Quotulatiousness

March 22, 2012

More on the New Orleans Saints

Filed under: Football — Tags: , , , — Nicholas @ 09:30

Skol Girl” writes at Daily Norseman on the less obvious victims of the bounty program defensive coordinator Gregg Williams ran:

A few years back a close friend of mine was working in France and she said that one of the business metaphors frequently used to try to encourage a sense of working together was American football. She said the French business people used American football as a metaphor because they felt it was one of the best examples of nothing getting accomplished truly on one’s own. Even the most novice football fan would probably agree, nobody in American football carries the show single-handedly. Just as a combination of players can help a single player make a play, so too can a single player undo the work of everyone else on the field.

Well, in New Orleans, the defense just tainted and, basically, undid everything that the other players on the team worked for during that Championship* season.
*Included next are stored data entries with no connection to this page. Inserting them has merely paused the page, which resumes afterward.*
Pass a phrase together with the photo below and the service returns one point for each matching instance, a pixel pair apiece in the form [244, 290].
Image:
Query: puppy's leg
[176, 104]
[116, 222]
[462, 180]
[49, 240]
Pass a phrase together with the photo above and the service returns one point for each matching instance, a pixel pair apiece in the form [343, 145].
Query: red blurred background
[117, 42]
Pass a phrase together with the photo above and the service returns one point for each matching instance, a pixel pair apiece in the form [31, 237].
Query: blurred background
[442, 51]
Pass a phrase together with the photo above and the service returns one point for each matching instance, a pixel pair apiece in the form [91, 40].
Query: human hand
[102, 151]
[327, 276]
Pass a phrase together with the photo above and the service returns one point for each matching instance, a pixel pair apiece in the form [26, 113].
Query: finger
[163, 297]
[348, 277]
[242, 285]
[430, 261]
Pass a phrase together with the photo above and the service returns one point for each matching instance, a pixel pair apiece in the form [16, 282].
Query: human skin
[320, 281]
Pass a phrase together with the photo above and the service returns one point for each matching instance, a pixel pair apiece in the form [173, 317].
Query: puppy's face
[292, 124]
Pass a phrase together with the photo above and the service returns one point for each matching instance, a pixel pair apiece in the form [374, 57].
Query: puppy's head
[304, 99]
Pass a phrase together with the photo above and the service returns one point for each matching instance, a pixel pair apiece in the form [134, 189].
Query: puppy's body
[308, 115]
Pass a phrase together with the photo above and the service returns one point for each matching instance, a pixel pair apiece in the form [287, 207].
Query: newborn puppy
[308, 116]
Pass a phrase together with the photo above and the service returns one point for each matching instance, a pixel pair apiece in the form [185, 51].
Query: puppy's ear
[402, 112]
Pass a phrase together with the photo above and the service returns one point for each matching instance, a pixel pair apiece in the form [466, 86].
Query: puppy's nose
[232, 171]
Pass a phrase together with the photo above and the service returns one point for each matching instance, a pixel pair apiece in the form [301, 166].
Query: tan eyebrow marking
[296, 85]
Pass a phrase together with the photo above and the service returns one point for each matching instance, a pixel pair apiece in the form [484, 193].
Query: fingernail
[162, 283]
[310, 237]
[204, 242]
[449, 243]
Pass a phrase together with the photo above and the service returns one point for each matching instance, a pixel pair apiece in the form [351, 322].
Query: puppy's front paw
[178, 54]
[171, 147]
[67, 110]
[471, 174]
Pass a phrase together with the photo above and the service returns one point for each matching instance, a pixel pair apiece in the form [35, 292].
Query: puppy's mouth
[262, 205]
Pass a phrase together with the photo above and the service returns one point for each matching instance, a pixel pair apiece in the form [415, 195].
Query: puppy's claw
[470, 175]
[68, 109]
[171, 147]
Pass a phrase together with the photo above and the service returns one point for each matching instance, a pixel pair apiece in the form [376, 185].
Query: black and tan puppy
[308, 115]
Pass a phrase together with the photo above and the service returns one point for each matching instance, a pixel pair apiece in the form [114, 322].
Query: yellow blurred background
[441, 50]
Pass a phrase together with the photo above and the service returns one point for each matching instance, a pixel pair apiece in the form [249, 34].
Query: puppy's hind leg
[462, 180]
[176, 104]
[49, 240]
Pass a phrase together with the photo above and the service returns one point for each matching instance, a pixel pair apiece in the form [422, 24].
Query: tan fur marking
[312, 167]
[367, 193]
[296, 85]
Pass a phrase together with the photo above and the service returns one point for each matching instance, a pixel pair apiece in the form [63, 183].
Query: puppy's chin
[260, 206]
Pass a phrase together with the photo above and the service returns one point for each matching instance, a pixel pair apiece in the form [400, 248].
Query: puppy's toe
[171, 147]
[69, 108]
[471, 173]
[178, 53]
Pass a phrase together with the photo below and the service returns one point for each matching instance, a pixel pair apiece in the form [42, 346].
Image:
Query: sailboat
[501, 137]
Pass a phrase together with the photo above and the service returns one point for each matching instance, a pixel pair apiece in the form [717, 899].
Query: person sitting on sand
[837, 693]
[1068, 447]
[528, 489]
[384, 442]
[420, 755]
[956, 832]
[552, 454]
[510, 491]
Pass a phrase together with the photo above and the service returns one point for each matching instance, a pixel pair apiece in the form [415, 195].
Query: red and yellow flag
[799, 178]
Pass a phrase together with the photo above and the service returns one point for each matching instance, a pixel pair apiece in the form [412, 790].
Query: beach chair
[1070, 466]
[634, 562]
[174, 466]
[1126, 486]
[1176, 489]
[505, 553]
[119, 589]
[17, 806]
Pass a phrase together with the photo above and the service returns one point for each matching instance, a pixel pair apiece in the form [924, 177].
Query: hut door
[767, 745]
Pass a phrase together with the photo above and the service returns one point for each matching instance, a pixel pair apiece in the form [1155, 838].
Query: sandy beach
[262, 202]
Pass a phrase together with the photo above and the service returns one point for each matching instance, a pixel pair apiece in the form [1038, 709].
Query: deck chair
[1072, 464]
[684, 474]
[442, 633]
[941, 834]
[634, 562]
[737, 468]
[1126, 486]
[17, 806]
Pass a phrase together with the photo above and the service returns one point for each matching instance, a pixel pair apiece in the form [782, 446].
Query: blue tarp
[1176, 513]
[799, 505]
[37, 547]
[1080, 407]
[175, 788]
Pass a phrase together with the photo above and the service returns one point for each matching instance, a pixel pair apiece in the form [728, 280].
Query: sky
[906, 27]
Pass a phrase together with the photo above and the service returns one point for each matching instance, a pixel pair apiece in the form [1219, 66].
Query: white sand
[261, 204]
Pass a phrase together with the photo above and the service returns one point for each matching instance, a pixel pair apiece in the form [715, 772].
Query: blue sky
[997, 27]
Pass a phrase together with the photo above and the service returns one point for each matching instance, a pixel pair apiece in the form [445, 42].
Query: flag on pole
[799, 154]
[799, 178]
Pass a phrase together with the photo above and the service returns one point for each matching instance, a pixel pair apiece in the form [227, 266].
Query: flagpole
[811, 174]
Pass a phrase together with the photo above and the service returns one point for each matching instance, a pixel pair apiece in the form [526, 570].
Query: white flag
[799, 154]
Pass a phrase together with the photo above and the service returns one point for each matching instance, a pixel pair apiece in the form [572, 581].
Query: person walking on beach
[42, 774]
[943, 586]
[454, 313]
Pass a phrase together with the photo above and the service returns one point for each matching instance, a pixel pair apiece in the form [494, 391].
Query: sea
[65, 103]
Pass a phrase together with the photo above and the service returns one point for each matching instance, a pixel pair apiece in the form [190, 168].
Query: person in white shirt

Drew Brees may have had nothing to do with the bounties, heck, he might not have even known about the bounty program, but his legacy as a player has the same asterisk next to it that Darren “X Marks the Spot” Sharper has.

A lot of players talking about what they miss after they retire from football say they miss the camaraderie of the locker room. That’s one of the reasons Brett Favre gave for returning to the Vikings in 2010 after the pounding he took during that NFC Championship game against the Saints. But the non-bounty program players on the Saints have to be feeling like their comrades just dinged them in the nuts.

The same goes for the Saints’ fans. In 2006 New Orleans was still fresh from the devastation of Hurricane Katrina when the Saints brought Drew Brees in from sunny San Diego. Brees and Payton had a great connection that produced some great on-field play and it gave Saints fans something to enjoy, something good to identify with–the sense that their team was coming back swinging just like they were. The team might not have originated all the messianic overtones that went along with choosing to stay in the rebuilding city, but they certainly benefited from them. So did the NFL, which loved and promoted the inspirational storyline that mirrored the Saints journey with that of the damaged, but recovering, city.